For many years I have felt amazed by the occurrence of coincidences, and I guess it is a ubiquitous feeling in human beings. This topic has been addressed by several people, my favorite explanation was given by C.G. Jung in a joint work with the Nobel-Prize-Winner-Founding-Father-of-Quantum-Mechanics W. Pauli. Briefly, coincidences correspond to acausal phenomena in which the connection is not driven by causality but by the so called ‘synchronicity’, which is understood as the meaningful co-ocurrence of events that could even be separated in time and space. In the very same way as one can think that events in the physical world are linked into a causality chain, synchronicity is the ‘glue’ that ties together events in the psychic realm.
Jung had a scientific spirit, and thus tried to gather evidence to support the hyphotesis that the concept of ‘syncrhonicity’ is not arbitrary but can be actually observed. For example, he documented several cases of his patients that had precognitions of death in dreams, etc. and based on the results of J.B. Rhine, a parapsychologist that carried out an experiement with cards in which it was shown, using statistical methods, that humang beings are capable of extrasensory perception. However, the experiments by J.B. Rhine have often been criticized and have been scarcely accepted amongst the scientific community. As a result, the theory of Jung has no scientific basis and thus it becomes a matter of belief the agreement or disagreement with his stance.
Another explanation to coincidences comes from the great american statistician and former magician Persi Diaconis (actually, there are earlier explanations to coincidence by R.A. Fischer but I wont comment on that), who wrote an article in 1989 trying to develop a statistical framework to understand coincidences. His point is that actually coincidences are not magical, they occur because even if they are unlikely they have to happen sometime as a consequence of the law of large numbers. Also, people commonly underestimate the probability of occurrence of an event. For example, if there are 23 people in a room, there is a probability slightly greater than 50% than at least two of them have the same birthday. This may seem surprising, but it is a mathematical fact, known as the birthday problem. This astonishing combinatory principle is the statistical basis of the occurrence of coincidences, which gives an explanation for why we usually believe that the probability of a coincidence coming about is less than it actually is.

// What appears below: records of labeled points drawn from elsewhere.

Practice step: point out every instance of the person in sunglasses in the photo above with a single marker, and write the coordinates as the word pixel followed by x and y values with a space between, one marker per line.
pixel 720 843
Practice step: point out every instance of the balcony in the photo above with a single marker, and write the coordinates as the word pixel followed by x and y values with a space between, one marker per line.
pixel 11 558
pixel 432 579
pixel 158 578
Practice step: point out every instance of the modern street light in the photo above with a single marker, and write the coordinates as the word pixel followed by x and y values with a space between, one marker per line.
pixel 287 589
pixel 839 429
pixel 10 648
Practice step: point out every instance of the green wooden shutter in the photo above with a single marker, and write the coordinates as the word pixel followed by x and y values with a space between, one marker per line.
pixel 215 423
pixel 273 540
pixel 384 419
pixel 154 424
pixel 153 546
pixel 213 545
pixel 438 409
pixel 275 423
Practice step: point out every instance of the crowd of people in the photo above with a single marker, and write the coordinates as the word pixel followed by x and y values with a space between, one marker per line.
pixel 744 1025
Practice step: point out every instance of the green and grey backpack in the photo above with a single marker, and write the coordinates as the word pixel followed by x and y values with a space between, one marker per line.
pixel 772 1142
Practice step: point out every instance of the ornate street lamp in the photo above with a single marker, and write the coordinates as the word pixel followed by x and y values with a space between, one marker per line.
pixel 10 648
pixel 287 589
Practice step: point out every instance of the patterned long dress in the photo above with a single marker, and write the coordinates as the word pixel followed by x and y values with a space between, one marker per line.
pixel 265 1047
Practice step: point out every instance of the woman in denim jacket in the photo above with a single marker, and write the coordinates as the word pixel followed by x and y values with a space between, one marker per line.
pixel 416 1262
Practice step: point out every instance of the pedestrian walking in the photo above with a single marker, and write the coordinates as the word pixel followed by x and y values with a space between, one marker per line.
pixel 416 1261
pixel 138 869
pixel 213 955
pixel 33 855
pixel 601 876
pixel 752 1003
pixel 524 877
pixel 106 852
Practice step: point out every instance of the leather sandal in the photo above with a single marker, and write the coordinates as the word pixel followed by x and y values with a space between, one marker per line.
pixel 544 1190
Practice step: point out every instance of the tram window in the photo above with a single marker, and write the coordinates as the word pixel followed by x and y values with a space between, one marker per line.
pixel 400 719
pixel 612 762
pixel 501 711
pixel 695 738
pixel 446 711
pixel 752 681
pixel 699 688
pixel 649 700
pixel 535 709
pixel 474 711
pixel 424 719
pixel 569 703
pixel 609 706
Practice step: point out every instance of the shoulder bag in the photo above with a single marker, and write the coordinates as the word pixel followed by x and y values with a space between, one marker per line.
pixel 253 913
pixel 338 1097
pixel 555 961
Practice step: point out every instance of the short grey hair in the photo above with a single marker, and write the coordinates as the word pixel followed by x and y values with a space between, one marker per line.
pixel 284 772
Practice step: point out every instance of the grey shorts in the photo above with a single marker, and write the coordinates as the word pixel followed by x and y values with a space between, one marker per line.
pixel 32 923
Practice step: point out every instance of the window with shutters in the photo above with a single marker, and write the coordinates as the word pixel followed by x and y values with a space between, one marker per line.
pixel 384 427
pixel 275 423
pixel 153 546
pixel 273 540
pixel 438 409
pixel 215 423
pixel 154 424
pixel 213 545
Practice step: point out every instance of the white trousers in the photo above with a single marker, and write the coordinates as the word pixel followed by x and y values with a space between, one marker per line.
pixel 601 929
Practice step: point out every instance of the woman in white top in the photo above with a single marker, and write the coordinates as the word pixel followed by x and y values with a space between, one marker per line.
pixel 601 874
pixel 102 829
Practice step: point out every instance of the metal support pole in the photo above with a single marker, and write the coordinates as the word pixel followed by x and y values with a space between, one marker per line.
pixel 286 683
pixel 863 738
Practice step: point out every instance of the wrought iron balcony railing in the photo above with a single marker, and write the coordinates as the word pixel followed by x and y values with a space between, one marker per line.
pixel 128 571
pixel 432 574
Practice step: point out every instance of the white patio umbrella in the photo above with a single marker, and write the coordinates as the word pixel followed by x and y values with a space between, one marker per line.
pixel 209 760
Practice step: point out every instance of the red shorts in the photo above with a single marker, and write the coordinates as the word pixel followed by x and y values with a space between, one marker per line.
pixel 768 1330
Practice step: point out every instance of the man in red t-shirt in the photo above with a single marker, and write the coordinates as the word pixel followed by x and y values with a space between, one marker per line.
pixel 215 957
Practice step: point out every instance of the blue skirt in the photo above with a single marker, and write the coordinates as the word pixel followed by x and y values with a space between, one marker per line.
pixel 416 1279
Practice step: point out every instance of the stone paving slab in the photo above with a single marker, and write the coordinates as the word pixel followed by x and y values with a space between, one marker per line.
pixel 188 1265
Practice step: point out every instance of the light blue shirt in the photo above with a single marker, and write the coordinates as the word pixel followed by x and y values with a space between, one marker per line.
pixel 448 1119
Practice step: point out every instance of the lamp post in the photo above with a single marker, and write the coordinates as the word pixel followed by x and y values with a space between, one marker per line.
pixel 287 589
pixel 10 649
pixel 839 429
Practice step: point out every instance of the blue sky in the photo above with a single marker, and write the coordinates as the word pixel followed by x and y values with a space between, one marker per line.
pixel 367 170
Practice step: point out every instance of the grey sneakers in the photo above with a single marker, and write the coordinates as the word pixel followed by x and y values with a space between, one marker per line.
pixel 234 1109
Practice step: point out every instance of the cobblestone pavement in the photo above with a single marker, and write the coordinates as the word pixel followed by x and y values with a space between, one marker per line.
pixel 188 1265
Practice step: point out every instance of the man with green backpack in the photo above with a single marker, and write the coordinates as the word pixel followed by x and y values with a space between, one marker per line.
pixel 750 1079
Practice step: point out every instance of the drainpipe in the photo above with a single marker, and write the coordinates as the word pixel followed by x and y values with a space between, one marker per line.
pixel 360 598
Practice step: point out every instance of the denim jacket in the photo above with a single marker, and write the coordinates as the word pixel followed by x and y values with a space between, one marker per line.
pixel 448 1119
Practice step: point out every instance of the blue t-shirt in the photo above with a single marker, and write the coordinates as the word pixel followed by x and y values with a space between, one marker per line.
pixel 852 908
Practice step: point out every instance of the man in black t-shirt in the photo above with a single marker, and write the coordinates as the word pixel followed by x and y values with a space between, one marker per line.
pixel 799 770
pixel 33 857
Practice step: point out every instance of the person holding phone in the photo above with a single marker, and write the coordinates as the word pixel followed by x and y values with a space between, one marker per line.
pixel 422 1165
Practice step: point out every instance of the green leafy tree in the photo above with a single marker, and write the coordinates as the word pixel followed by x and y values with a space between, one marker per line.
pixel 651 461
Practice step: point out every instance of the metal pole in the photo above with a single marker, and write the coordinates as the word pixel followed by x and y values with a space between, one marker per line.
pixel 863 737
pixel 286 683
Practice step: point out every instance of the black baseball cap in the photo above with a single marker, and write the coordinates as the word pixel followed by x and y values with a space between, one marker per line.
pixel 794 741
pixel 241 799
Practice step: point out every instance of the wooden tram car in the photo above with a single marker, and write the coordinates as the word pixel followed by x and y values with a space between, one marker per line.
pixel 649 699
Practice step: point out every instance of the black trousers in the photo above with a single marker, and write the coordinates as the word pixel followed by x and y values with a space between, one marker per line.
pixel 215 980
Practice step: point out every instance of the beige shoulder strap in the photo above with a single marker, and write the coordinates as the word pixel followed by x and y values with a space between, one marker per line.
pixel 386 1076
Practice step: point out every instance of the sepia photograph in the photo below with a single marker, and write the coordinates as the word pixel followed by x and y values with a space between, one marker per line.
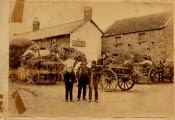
pixel 95 59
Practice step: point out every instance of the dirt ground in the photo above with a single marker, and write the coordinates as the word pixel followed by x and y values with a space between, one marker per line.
pixel 143 100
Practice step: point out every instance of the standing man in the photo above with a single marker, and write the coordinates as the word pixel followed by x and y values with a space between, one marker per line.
pixel 83 75
pixel 94 81
pixel 69 78
pixel 161 71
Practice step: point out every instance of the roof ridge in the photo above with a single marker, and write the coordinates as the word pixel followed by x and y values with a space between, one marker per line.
pixel 153 15
pixel 53 26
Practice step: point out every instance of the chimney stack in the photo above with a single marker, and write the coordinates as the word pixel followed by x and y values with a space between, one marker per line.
pixel 36 24
pixel 87 13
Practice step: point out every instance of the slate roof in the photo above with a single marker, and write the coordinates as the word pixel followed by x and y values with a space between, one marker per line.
pixel 137 24
pixel 63 29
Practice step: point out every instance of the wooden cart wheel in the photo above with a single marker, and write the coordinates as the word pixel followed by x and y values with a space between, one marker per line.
pixel 153 76
pixel 108 80
pixel 33 76
pixel 52 79
pixel 126 83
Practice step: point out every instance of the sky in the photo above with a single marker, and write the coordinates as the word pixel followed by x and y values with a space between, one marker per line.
pixel 52 13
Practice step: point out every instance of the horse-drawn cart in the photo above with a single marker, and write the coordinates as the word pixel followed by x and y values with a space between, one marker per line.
pixel 117 76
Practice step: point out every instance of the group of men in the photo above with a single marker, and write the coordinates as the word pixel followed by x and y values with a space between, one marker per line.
pixel 86 77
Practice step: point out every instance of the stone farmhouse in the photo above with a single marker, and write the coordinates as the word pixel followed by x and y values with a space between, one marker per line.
pixel 149 35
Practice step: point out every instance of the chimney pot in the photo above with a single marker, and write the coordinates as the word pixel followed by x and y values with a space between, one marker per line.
pixel 87 13
pixel 36 24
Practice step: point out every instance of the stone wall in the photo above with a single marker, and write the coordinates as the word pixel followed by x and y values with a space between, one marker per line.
pixel 155 43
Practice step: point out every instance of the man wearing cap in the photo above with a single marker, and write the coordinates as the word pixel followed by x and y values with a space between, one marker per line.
pixel 95 76
pixel 69 78
pixel 83 75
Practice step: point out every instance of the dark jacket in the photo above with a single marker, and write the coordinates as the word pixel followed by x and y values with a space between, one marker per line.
pixel 69 78
pixel 83 74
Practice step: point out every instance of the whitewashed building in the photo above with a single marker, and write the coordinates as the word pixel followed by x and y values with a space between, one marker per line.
pixel 83 35
pixel 149 35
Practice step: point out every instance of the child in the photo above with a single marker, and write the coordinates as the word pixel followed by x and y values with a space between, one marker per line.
pixel 69 78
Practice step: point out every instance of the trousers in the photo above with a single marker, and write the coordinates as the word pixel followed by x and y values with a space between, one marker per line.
pixel 95 86
pixel 69 88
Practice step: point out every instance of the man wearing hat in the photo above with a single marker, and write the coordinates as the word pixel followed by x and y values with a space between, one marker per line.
pixel 69 78
pixel 93 84
pixel 83 75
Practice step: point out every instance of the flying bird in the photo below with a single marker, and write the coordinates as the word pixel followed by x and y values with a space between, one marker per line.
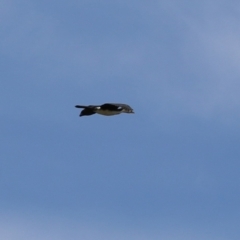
pixel 107 109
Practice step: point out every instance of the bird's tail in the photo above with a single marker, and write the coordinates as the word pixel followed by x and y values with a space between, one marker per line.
pixel 80 106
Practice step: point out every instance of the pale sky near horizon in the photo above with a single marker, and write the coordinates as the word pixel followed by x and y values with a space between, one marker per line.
pixel 170 171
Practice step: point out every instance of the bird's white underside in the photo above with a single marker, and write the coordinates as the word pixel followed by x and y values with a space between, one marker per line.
pixel 107 112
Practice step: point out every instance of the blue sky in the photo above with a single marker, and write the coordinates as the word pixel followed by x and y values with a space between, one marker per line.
pixel 170 171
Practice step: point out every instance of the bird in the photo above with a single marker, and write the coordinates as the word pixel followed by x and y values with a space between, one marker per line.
pixel 106 109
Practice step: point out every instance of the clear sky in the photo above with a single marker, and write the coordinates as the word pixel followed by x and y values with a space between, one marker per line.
pixel 168 172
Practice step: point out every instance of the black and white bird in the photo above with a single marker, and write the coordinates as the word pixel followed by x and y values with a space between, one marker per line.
pixel 107 109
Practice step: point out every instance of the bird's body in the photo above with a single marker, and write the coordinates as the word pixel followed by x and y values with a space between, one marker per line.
pixel 107 109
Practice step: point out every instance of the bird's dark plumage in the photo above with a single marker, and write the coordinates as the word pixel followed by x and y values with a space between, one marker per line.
pixel 107 109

According to Diaconis, we are like machines of creating coincidences, they arise in our minds when we detect clustered patterns of meaningful connected information in the ocean of of the all omnipresent cosmic chaos, which is characterized by its randomness and maximum entropy. This just described human trait is called apophenia. Diaconis represents the widespread vision of a disenchanted world in which everything is caused by chance (perhaps because he was a magician he is too used to the fact that at the end every magical trick is actually just a trick), and on the other extreme Jung shows a vision in which the cosmos made up by naked chaos, but one in which there is a surplus of meaning, and meaning (and thus synchronicity) is taken as a constitutive force. I have to see that I agree to this later view, although I also completely agree with Diaconis, it is a beautiful endeavor to use statistics to try to explain coincidences, and certainly one cannot deny an argument that has all the strength of the mathematical rigor.